Jubilation et déception

« C’est un rêve, jubilait Donnarumma après la rencontre. C’est exceptionnel, on a écrit l’histoire. On mérite ce qui nous arrive. On a un groupe exceptionnel, on s’aime les uns les autres, on sait d’où l’on vient. Personne ne croyait en nous, mais on est là aujourd’hui. Avant la séance de tirs au but, j’étais tranquille, je sais ce que je suis capable de faire. »

PHOTO LAURENCE GRIFFITHS, AGENCE FRANCE-PRESSE

Gianluigi Donnarumma, au centre

Même son de cloche chez le sélectionneur italien Roberto Mancini.

« Ces garçons ont été formidables. Nous avons été courageux, vraiment courageux. On a encaissé ce but rapidement, cela nous a mis en difficulté, mais après, on a dominé la rencontre. »

Ce soir, nous sommes heureux, c’est important pour tout le monde, pour tous les supporteurs. J’espère qu’ils font la fête [en Italie].

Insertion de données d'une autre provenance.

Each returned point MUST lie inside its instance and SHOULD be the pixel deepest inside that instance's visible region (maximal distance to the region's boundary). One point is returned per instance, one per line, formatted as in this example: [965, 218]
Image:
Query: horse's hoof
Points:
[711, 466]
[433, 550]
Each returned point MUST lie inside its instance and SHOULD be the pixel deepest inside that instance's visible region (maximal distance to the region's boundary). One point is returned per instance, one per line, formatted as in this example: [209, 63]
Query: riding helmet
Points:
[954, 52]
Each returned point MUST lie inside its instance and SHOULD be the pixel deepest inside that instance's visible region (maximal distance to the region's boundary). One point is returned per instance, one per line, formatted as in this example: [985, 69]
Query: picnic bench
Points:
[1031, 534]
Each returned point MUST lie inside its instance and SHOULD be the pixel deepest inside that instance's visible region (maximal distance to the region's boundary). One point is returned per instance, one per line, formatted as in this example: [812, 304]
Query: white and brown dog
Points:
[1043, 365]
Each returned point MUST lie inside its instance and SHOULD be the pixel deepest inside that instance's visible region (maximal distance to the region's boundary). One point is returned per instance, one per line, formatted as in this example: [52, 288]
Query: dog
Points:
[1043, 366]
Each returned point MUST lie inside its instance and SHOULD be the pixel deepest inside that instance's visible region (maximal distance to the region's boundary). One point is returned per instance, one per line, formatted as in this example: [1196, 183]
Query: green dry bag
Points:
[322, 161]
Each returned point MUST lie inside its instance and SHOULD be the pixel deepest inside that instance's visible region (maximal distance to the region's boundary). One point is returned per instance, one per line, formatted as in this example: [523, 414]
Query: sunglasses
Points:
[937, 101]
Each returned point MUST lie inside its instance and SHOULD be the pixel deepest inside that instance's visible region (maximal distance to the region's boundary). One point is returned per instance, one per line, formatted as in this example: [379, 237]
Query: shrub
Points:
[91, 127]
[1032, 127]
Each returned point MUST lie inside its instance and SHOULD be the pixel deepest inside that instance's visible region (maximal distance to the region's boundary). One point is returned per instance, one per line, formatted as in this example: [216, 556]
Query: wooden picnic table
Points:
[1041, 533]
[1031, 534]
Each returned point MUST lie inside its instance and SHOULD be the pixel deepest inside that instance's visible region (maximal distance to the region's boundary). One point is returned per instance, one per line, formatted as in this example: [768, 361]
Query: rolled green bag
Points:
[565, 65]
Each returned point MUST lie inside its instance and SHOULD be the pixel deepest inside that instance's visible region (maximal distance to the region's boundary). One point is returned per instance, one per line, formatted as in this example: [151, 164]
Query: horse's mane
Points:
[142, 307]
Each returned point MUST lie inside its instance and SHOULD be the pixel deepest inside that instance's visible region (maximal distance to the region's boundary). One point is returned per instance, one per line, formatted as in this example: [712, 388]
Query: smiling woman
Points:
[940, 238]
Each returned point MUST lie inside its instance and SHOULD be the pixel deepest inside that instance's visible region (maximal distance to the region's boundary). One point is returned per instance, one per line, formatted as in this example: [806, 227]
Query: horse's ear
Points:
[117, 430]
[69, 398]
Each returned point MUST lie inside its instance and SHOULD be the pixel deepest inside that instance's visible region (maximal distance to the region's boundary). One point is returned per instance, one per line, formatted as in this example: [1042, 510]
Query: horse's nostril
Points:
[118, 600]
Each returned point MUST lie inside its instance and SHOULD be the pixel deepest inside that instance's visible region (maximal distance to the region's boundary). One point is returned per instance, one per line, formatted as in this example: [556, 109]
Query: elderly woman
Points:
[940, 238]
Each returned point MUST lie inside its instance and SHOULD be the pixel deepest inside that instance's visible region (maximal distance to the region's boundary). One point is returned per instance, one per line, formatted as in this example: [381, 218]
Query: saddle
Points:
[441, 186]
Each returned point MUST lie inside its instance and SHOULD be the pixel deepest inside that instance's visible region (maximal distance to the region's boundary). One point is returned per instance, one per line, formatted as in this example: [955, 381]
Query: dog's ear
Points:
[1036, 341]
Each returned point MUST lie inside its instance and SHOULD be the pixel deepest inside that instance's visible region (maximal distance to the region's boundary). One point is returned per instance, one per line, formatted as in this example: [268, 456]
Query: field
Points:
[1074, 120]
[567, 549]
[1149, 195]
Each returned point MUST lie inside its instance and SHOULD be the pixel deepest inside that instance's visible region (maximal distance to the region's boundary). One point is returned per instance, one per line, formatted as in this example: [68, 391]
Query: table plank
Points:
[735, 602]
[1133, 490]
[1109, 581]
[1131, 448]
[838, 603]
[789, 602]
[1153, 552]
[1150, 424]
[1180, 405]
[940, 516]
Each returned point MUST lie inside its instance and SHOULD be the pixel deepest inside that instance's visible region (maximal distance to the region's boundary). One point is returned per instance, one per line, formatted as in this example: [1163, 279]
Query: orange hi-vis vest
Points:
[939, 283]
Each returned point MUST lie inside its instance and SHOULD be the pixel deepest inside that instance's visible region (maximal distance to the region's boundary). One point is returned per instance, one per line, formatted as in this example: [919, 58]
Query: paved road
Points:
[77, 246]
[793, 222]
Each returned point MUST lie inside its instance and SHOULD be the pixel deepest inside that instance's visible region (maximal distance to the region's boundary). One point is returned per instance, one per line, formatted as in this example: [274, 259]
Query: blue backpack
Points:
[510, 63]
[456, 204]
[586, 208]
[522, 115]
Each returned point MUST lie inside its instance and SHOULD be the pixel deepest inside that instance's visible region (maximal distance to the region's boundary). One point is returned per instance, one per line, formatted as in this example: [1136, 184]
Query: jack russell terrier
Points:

Le sélectionneur italien Roberto Mancini

Pour l’Angleterre, cette dure défaite aux tirs au but s’ajoute aux autres malheurs qu’elle a vécus au cours de son histoire en compétitions internationales. Bien qu’une première finale internationale en 55 ans soit matière à célébration, la déception de ne pas avoir fermé les livres à Londres est vive. Entre autres pour le capitaine, Harry Kane.

PHOTO CARL RECINE, ASSOCIATED PRESS

Harry Kane

« Je n’aurais pas pu donner plus que ça, les gars n’auraient pas pu donner plus que ça, a-t-il dit. Les tirs au but sont la façon la plus désagréable de perdre au monde. »

Ce n’était pas notre soir, mais ç’a été un tournoi fantastique, et on doit être fiers et garder la tête haute. Ça va faire mal sur le moment, mais on est sur la bonne voie et on bâtit. J’espère qu’on pourra progresser grâce à cela l’an prochain.

Harry Kane

« L’Italie est une grande équipe, a-t-il enchaîné. On avait parfaitement démarré et peut-être qu’on a un peu trop reculé […]. Pour être honnête, on avait plutôt le contrôle, mais ils ont égalisé sur un coup de pied arrêté. Et les tirs au but, c’est les tirs au but. Ce sont des choses qui arrivent. Tout le monde peut rater un pénalty. On gagne ensemble ou on perd ensemble. Cela doit aider les garçons à grandir et nous donner de la motivation pour le Mondial l’an prochain. »

Si le sélectionneur anglais Gareth Southgate avait eu la main heureuse avec ses substitutions jusqu’ici dans le tournoi, les critiques seront difficiles à éviter pour ses choix en finale, notamment en vue des tirs au but.

PHOTO CARL RECINE, REUTERS

Gareth Southgate

« J’ai choisi les tireurs, a assumé Southgate auprès de la chaîne britannique ITV. C’était ma décision de lui donner ce pénalty », a-t-il expliqué au sujet du dernier tireur anglais, le jeune Saka (19 ans), dont la frappe a été arrêtée par Donnarumma.

« On a travaillé ça avec eux à l’entraînement. C’était un pari. Nous avons décidé de faire les changements à la fin du match. Mais nous gagnons ou nous perdons ensemble, en équipe. »

« Je suis incroyablement déçu de ne pas avoir franchi cette marche supplémentaire », a également déclaré Southgate.

L’Italie succède donc au Portugal en tant que championne en titre du championnat européen. Il s’agit de son deuxième titre à ce tournoi, le premier ayant été remporté en 1968. La Squadra Azzurra est aussi détentrice de quatre Coupes du monde.

Rappelons que les Italiens n’avaient pas réussi à se qualifier pour le Mondial de 2018.